My Views on Programming Languages

Posted on 2022-08-24 In Programming

There are many debates about the good and bad aspects of programming languages, and I will present my own viewpoints in this blog. I will also explain the keys to learning a programming language, and my understanding of design patterns.

Code as an Expression of Intent

When we write code, we use it to express our intentions. When we read code, we understand the author's intentions through it. Similarly, a compiler or interpreter executes our intentions based on the code. Therefore, the primary function of code is to express intent.

Characteristics of a Good Programming Language

Given that code is an expression of intent, a good programming language should meet the following criteria:

Directness: We should be able to "translate" our intentions directly into code. There should only be differences in words and symbols between the intent and the code, with no rewritten or information loss. This makes it easier to both write code from our intentions and understand the author's intentions when reading the code.
Correctness: The language should make it harder to write bugs. Generally, correctness and directness are positively correlated. The simpler the transformation from intent to code, the fewer chances for errors that prevent the code from correctly representing the intent. Additionally, the less information the code loses (such as types), the more a compiler or static analysis tool can understand the intent and check its correctness. For example, if we want to access an object's attribute, the tool can check if the attribute exists or if the object could be null.

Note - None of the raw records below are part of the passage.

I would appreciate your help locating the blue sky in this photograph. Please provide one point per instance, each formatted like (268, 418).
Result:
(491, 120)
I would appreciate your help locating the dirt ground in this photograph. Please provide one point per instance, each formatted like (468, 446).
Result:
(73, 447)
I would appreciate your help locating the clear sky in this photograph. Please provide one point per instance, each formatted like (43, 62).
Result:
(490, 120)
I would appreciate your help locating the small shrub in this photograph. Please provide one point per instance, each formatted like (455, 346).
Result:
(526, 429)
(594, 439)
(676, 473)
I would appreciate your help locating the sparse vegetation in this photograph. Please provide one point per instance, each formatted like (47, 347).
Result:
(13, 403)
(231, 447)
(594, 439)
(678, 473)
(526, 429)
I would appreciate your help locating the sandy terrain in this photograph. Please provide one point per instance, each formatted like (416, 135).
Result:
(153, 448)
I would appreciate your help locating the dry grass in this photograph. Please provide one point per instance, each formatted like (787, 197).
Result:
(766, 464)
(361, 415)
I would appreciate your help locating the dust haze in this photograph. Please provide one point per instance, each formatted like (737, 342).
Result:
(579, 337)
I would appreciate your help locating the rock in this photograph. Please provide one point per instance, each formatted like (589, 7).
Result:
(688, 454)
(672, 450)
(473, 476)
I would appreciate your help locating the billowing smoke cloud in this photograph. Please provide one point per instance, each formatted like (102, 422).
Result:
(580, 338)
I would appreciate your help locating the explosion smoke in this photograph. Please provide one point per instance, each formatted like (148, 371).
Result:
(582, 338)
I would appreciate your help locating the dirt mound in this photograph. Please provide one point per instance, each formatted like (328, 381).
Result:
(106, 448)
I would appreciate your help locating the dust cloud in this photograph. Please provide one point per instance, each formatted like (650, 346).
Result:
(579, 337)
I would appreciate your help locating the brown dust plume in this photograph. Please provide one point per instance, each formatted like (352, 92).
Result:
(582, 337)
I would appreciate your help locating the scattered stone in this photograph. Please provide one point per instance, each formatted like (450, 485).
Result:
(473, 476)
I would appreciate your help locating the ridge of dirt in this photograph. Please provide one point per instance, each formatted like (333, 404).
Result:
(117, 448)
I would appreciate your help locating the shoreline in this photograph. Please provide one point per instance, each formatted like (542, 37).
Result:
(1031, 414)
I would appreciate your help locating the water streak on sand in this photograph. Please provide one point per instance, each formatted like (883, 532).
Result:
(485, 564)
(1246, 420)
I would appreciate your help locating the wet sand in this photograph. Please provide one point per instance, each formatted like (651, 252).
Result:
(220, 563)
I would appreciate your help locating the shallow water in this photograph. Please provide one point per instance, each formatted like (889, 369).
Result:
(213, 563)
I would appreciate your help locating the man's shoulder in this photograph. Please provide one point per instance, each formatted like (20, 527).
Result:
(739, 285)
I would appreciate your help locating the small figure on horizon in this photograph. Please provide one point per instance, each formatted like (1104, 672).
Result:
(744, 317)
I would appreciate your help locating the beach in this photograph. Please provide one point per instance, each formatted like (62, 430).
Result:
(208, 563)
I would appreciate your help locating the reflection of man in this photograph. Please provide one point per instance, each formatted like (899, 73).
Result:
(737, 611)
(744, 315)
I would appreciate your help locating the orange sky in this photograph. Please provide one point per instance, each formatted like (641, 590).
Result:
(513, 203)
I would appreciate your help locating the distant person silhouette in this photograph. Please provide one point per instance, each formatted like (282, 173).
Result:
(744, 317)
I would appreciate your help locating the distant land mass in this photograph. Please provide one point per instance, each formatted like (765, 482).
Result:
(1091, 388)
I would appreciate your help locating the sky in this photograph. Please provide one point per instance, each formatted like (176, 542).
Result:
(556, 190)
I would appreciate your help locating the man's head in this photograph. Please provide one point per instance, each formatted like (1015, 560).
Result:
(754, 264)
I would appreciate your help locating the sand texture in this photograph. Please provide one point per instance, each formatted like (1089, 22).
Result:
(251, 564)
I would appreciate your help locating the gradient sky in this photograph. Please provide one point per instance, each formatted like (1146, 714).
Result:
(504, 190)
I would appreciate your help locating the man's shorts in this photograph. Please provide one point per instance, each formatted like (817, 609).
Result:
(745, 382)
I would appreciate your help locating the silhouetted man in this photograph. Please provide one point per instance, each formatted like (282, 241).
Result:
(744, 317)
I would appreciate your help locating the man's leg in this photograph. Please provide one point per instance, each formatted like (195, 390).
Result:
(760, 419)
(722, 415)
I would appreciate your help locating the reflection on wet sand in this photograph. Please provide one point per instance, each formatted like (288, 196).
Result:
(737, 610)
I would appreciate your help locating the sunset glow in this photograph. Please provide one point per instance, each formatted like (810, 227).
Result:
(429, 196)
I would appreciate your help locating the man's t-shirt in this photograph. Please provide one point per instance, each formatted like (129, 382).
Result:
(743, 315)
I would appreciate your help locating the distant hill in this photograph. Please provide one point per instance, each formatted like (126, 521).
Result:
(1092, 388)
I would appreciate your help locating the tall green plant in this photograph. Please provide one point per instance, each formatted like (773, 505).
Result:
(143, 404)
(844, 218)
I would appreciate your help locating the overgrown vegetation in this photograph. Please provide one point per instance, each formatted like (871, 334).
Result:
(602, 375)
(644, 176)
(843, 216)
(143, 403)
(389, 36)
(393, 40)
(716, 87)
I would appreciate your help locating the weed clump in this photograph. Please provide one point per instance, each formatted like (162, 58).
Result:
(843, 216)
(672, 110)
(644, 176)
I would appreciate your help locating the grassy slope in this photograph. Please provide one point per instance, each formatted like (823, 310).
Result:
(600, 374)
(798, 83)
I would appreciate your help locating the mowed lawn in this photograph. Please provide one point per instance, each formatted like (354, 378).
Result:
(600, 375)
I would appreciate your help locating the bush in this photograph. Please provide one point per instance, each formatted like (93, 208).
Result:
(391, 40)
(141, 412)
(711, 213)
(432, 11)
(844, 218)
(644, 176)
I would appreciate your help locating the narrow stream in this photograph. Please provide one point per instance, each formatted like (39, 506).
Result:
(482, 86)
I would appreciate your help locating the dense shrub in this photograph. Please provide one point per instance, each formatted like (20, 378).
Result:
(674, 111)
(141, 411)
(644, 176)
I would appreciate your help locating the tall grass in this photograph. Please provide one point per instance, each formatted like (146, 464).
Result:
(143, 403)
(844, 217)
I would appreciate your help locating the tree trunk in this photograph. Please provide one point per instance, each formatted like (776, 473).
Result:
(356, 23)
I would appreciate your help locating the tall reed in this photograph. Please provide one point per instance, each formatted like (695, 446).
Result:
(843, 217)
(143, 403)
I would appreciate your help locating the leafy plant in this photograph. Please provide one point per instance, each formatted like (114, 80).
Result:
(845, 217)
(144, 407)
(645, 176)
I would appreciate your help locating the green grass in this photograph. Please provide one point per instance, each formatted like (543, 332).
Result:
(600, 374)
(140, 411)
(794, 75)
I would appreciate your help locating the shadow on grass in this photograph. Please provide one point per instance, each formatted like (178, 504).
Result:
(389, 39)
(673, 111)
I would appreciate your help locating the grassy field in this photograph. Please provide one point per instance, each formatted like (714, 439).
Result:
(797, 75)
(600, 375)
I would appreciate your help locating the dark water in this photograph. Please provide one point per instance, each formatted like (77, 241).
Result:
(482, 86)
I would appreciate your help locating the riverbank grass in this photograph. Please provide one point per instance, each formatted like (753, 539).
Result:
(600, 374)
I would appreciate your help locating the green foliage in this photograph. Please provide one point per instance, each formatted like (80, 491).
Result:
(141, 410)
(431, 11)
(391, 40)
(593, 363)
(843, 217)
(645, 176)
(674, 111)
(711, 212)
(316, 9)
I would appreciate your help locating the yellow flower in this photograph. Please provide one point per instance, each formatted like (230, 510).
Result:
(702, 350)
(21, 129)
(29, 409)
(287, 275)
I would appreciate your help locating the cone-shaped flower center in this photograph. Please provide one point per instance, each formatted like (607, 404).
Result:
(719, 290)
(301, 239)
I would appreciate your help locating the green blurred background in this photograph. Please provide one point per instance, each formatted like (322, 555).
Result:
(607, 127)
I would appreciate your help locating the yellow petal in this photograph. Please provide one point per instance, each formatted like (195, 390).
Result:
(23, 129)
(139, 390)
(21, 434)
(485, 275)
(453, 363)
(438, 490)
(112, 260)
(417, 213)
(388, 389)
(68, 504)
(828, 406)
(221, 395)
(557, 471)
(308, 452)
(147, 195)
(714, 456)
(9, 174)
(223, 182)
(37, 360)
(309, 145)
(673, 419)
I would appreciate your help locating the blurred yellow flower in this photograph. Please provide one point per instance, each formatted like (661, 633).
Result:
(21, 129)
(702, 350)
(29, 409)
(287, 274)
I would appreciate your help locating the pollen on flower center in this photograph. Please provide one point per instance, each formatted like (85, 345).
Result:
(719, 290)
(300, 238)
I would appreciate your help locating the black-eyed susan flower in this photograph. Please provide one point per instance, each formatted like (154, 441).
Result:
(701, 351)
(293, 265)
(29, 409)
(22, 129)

An exception to directness is when operations are prone to misuse; in such cases, making them more cumbersome can help prevent errors, trading some directness for correctness.
Convenience: For frequently used intentions, the language should offer concise ways to express them, similar to how "+" and "-" symbols in mathematics make addition and subtraction easier to write.

Let's take an example. We want to express "user information." It includes a username, nickname, and an optional birthday. The username and nickname are text, while the birthday is a date. Here are some examples of how different programming languages might express this intention.

Definition:

data class UserInfo(
    val userName: String,
    val nickName: String,
    val birthday: Date? = null,
)

To construct user information with only a user name and nickname (no birthday):

UserInfo(
    userName = "Jason5Lee",
    nickName = "Jason Lee",
)

To create a new user information record, changing only the birthday and keeping all other information the same:

1	userInfo.copy(birthday = Date(1997, 12, 17))

Definition:

struct UserInfo {
    user_name: String,
    nick_name: String,
    birthday: Option<NaiveDate>,
}

To construct user information with only a user name and nickname (no birthday):

UserInfo {
    user_name: "Jason5Lee".to_string(),
    nick_name: "Jason Lee".to_string(),
    birthday: None,
}

To create a new user information record, changing only the birthday and keeping all other information the same:

UserInfo {
    birthday: Some(NaiveDate::from_ymd_opt(1997, 12, 17).unwrap()),
    ..user_info
}

Definition:

record UserInfo(
    string UserName,
    string NickName,
    DateTime? Birthday = null
);

To construct user information with only a user name and nickname (no birthday):

new UserInfo(
    UserName: "Jason5Lee",
    NickName: "Jason Lee"
);

To create a new user information record, changing only the birthday and keeping all other information the same:

1	userInfo with { Birthday = new DateTime(1997, 12, 17, 0, 0, 0) }

Definition:

type UserInfo = {
    readonly userName: string,
    readonly nickName: string,
    readonly birthday?: Date,
}

To construct user information with only a user name and nickname (no birthday):

{
    userName: "Jason5Lee",
    nickName: "Jason Lee",
} satisfies UserInfo

To create a new user information record, changing only the birthday and keeping all other information the same:

{
    ...userInfo,
    birthday: new Date("1997-12-17"),
} satisfies UserInfo

Definition:

@dataclass(frozen=True)
class UserInfo:
    user_name: str
    nick_name: str
    birthday: Optional[date] = None

To construct user information with only a user name and nickname (no birthday):

UserInfo(
    user_name = "Jason5Lee",
    nick_name = "Jason Lee",
)

To create a new user information record, changing only the birthday and keeping all other information the same:

1	dataclasses.replace(userInfo, birthday = date(1997, 12, 17))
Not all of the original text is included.